Questions avoid duplicating prior prompts by quantifying tradeoffs, attributes, credibility cues, funding preferences, focus balance, and service expectations.
Study Overview Updated Jan 28, 2026
Research question: Understand how Georgia voters view Jon Ossoff vs. Mike Collins and what issues drive their 2026 Senate vote, including reactions to Collins’ “MAGA trucker who will steamroll the radical left” message.
Research group: n=6 Georgia voters across rural counties, Savannah, and Athens (ages 27–65; mix of retiree, service worker, data professional, organizer; bilingual and senior perspectives represented).
What they said: Ossoff is the default “boring, competent” choice, but support hinges on visible local wins and not nationalizing the race; Collins gains only if he stays narrowly on logistics/permitting, small‑business relief, and protects working‑class healthcare, as the “steamroll the radical left” framing largely repels persuadables.
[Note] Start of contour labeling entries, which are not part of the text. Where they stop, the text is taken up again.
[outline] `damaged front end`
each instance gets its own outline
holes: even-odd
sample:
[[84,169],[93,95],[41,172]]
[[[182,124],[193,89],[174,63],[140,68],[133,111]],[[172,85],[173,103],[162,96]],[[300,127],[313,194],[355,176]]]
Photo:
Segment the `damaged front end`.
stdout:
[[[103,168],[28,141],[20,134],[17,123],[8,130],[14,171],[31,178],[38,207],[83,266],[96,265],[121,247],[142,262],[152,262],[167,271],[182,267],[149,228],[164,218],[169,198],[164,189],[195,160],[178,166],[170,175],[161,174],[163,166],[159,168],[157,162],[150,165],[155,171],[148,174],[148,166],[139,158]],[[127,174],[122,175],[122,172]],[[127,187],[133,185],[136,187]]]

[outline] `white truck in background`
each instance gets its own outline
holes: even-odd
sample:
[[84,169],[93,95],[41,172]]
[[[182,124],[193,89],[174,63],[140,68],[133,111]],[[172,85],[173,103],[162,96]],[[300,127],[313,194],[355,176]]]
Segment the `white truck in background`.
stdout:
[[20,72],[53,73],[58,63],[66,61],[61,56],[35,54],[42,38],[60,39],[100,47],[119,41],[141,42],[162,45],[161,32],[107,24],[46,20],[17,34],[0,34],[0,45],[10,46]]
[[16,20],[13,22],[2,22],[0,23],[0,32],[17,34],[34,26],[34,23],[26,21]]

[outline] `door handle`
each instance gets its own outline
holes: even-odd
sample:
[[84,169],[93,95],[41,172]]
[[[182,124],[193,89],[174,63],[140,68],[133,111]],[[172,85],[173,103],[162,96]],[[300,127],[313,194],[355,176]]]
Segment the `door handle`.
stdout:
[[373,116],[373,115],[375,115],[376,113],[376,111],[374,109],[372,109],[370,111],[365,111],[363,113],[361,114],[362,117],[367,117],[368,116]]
Main insights: Vote drivers are pocketbook pressures (rent, utilities, junk fees), reliable local infrastructure (ports/roads/broadband/drainage), accessible healthcare (rural hospitals, lower drug costs) and seniors’ programs, “order without cruelty” on immigration, ethics/transparency, responsive constituent service, and plans with explicit timelines, KPIs, and pay‑fors; culture‑war theatrics, shutdown brinkmanship, and election denial are strong negatives.
Divergences: One voter gives Collins an edge if he remains disciplined on jobs/logistics and avoids performative rhetoric; others elevate data privacy/civil liberties and service‑worker needs (voting access, micro‑grants, clearer permitting).
Takeaways: Win with concrete, local deliverables (ports/I‑16–I‑95 fixes, real broadband, apprenticeships) backed by clear budgets and metrics; explicitly protect Medicare/Medicaid/Social Security/SNAP; maintain continuous local presence and high‑touch constituent service; avoid antagonistic tone and stick to steady, results‑focused governance.